侵害受容性疼痛以外に、痛みには神経そのものが傷ついたり、神経に何らかの異常が生じたりすることによって発生する痛みがあります。このような痛みを「神経障害性疼痛」といいます。実際には、舌痛症の多くが神経障害性疼痛であると考えられています。しかし、舌痛症の患者さんには後述するような明らかな神経の損傷が見当たらない場合が多く、現時点では「舌痛症―神経障害性疼痛説」が正しいと確定したわけではありません。では、次に神経の損傷が明らかな例を見ていきましょう。

(1)舌神経の損傷

 舌の手術や下顎の親知らずの抜歯の際に、舌神経が傷つくことがあります。舌神経は舌の多くの部分の痛みと関連しているため、舌神経損傷によってしびれが生じると同時に舌が痛む場合もあります。

(2)三叉神経痛

 顔面の触覚は三叉神経を通って脳に伝達されます。したがって、三叉神経が何らかの理由で圧迫され障害されると、三叉神経痛が生じます。三叉神経痛は突然起こる強烈な痛みで、数秒から数分の間に消えてなくなるという特徴があります。

(3)脳腫瘍、脳出血、脳梗塞、ギランバレー症候群

 三叉神経が脳腫瘍や脳出血によって圧迫されることにより、三叉神経痛が生じる場合があります。また、三叉神経痛のような発作的な痛みではなく、持続する痛みが生じる場合もあります。脳梗塞やギランバレー症候群では、三叉神経の元となる脳内の神経組織が変性することにより痛みが生じます。

(4)糖尿病

 糖尿病による高血糖状態が続くと神経組織に不要物が溜まったり、神経の周囲の血流が低下したりします。その結果、神経が障害されて神経障害性疼痛が生じます。

(5)ヘルペスウイルスの感染

 私たちのほとんどが子どもの頃に単純ヘルペスウイルスに感染し、唇に口内炎(口唇ヘルペス)ができた経験を持っています。このウイルスはその後三叉神経節に棲み着き、免疫力が低下した場合などに増殖して、その度に口唇ヘルペスを発症させます。水疱瘡の原因となる水痘―帯状疱疹ウイルスもヘルペスウイルスですが、水疱瘡に罹った後も同様に三叉神経節に棲み着きます。そして病気や過労により体の抵抗力が低下すると、水痘―帯状疱疹ウイルスが増殖して帯状疱疹を発症させるのです。
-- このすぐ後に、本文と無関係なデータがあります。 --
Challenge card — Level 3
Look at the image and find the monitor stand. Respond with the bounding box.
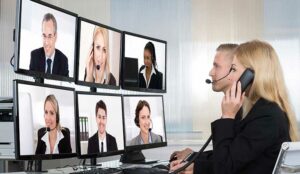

 これらのヘルペスウイルスが神経節に棲み着いて増殖すると神経が損傷され、神経障害性疼痛が生じます。中でも帯状疱疹を発症し、皮膚や粘膜の病変が治癒した後も続く神経障害性疼痛の一種を「帯状疱疹後神経痛」といい、治りにくい痛みの一つであるとされています。

2.筋・筋膜性疼痛

 筋膜とは筋肉や内臓を包む薄い膜のことです。「筋・筋膜性疼痛」とは筋肉や筋膜の痛みを意味し、血行が悪くなって縮んでしまい硬くなって凝った状態であると理解してください。このような筋肉は押しても動かしても痛むものですが、舌にも筋・筋膜性疼痛が生じる場合があり、やはり舌を押したり動かしたりすると痛みが生じます。

3.身体症状症、疼痛が主症状のもの

 一見しただけではわかりにくい病名ですが、「身体症状症」とは患者さんが痛みなどの症状を非常に苦痛とする病気をいいます。痛みを伴う病気であれば、これまで紹介してきたものも含めてあらゆる病気が身体症状症に当てはまりそうですが、身体症状症という病名は「患者さんがどの程度苦にして問題を抱えているか」に焦点を当てたものです。つまり、通常の病名とは別の概念を持つ病名であるとご理解ください。

 「身体症状症、疼痛が主症状のもの」は、かつて「心因性疼痛」や「疼痛性障害」といわれていたものと似ています。心因性疼痛とは、身体には異常がないにもかかわらずストレスなどの心理的要因が原因となって生じる痛みのことですが、心理的要因が原因であるかどうかを実際に解明することは大変難しいことです。また疼痛性障害とは、身体に痛みの症状に合致する異常がないにもかかわらず痛みが続く原因不明の病気ですが、痛む理由が全くないと見究めることも実は大変困難です。このような現実的な事情から、心因性疼痛や疼痛性障害という病名が「身体症状症、疼痛が主症状のもの」に置き換えられたわけです。

4.本態性疼痛

 別名特発性疼痛ともいいますが、「本態性」「特発性」とは「原因不明」という意味です。痛みの原因をいくら調べても、まるでわからないという場合も珍しくありません。その種の痛みに対しては原因を探すことは棚上げにして、痛みを和らげることに治療の目標を切り替えます。中には、本態性疼痛であるはずの痛みの原因が後から明らかになる場合もあります。